Phone numbers are already obsolete in one way — when's the last time you had to type one in before hitting the call button? But those seven-digit codes haven't let go of our phone calls just yet. Voice over IP (calling over the internet), a painfully, stupidly, obviously inevitable technology, is still waiting in the wings, at least on our cellphones.
Facebook is reportedly testing voice calls in its Messenger app on iOS, first in Canada. (Americans will get push-to-talk voice messages for now.) If the Canadian version rolls out to everyone, Facebook has the chance to change the way smartphone users call each other almost overnight. Users will still scroll through a list of names, they'll still tap call, and they'll still hear their contact's voice. But those contacts would live on Facebook instead of in a phonebook; and that voice will be travelling through Facebook's servers, paid for through users' data plans — not as part of a voice plan. It's something they're already trying to do with messaging and email; the difference is that here, there aren't as many clear competitors.
Apple and Google have been in a position to do this for years. 3G networks have always been able to handle VoIP calls fairly well, either via Skype or in tandem with video, through Facetime. But Apple and Google (or at least its partners) have to do something that Facebook doesn't: negotiate contracts with mobile carriers like AT&T and Verizon, who are doing everything they can to delay VoIP over cell networks. When Apple turned on iMessage by default, drastically cutting down on iPhone users' text usage, carriers immediately restructured their texting plans to prevent people from downgrading. If Apple tried to do the same thing with calling — and it very easily could — the carriers, with which it has multi-billion contracts, some multiple years long, would not be happy. Facebook can also leapfrog the current crop of VoIP companies in a meaningful way. Facebook skips from numbers straight to real identities, and skips Skype's "username" stage altogether.

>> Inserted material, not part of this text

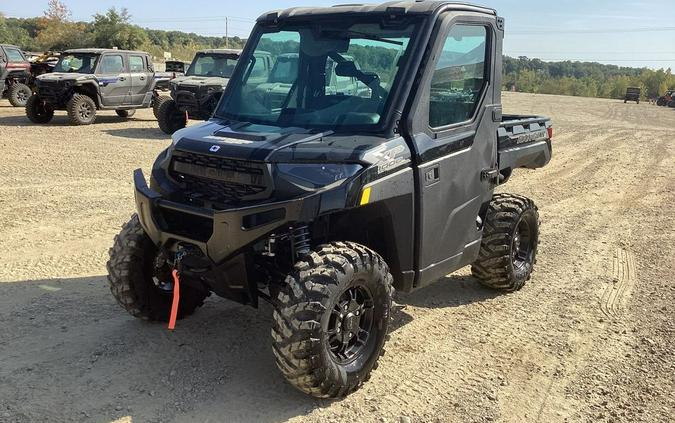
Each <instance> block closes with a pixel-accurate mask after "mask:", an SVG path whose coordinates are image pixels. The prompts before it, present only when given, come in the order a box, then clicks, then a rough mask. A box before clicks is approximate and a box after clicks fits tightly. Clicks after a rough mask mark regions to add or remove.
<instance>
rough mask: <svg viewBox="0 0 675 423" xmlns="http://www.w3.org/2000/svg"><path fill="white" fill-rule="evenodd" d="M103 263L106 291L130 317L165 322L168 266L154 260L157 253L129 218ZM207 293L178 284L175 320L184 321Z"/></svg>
mask: <svg viewBox="0 0 675 423" xmlns="http://www.w3.org/2000/svg"><path fill="white" fill-rule="evenodd" d="M109 254H110V259H109V260H108V263H107V268H108V282H109V283H110V291H111V292H112V294H113V296H114V297H115V299H116V300H117V302H118V303H119V304H120V305H121V306H122V307H123V308H124V309H125V310H126V311H127V312H129V314H131V315H132V316H134V317H137V318H139V319H144V320H158V321H162V322H167V321H169V316H170V313H171V303H172V301H173V295H172V294H173V285H172V282H173V281H172V279H171V269H170V268H169V265H168V264H167V263H166V262H164V263H162V261H161V260H158V250H157V247H156V246H155V244H154V243H153V242H152V240H150V238H148V236H147V235H146V234H145V231H144V230H143V227H142V226H141V223H140V221H139V220H138V215H133V216H132V217H131V220H130V221H129V222H127V223H126V224H125V225H124V226H123V227H122V232H120V234H119V235H117V236H116V237H115V242H114V245H113V247H112V248H111V249H110V251H109ZM207 296H208V293H206V292H203V291H199V290H197V289H195V288H191V287H190V286H183V285H181V289H180V302H179V304H178V318H179V319H182V318H185V317H187V316H189V315H191V314H192V313H194V311H195V310H196V309H197V307H199V306H201V305H202V304H203V303H204V299H205V298H206V297H207Z"/></svg>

Without a phone or phone OS, Facebook doesn't have to worry about this (at least, not yet). And while Apple and Google could flip the switch on vast networks for iPhone-to-iPhone or Android-to-Android VoIP calling, Facebook has the chance to do something much larger. Almost everyone with a smartphone has a Facebook account, and every smartphone with an app store can be a "Facebook Phone." iOS, Android and Windows Phone already associate contact entries with Facebook accounts, and the friend list sections of the mobile apps already let you tap to call, albeit through your regular phone plan. Facebook is better integrated with Apple, Microsoft and Google's mobile platform than some of those companies' own services and social networks.
Whether you're ambivalent about Facebook or outright dislike it, this could be huge — a way that Facebook could force consumer tech a little further down an inevitable path, a little sooner.
And a chance to do its users something like a real favor, using information it was going to collect anyway.